Can Frozen Shoulder be prevented?
The exact cause for frozen shoulder is not known therefore it is difficult to ascertain whether there is much we can do to prevent frozen shoulder from happening. However, among all of the risk factors mentioned above, one of the most common causes of frozen shoulder remains the lack of mobility. This may result during recovery from a shoulder injury or a stroke. If you’ve had an injury that makes it difficult to move your shoulder, talk to your doctor or physical therapist about exercises you can do to maintain the motion of your shoulder joint at a certain level.
What are the best exercises for Frozen Shoulder?
Pendulum stretch: Do this exercise first. Let your arm hang down like a pendulum, and then gently swing it back and forth or in circles. Perform 10 reps in each direction (clockwise and anticlockwise), once a day. As your pain reduces, increase the diameter of your swing, but never force it. When you’re ready for more, increase the stretch by holding a light weight in the swinging arm.
Finger wall walking: Pretend your fingers are your feet and walk your fingers up a wall. Hold for a few seconds. Then walk your fingers back down. Repeat 3 times. Move closer to the wall as you repeat.

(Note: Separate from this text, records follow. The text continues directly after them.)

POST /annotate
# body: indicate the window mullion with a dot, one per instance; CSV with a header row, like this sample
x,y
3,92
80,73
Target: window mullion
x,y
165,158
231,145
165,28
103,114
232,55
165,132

Towel Stretch: In standing position, place the back of your hand on the side you want to stretch attached to your lower back. Throw one end of a towel over your shoulder. Grab it behind your back with your other hand. Pull down slowly on the towel with your front arm. Let your back arm slide up. You will feel a stretch in your shoulder. Hold the stretch for a few seconds. Do this 3-5 times a day. Build up to holding each stretch for 20 to 40 seconds.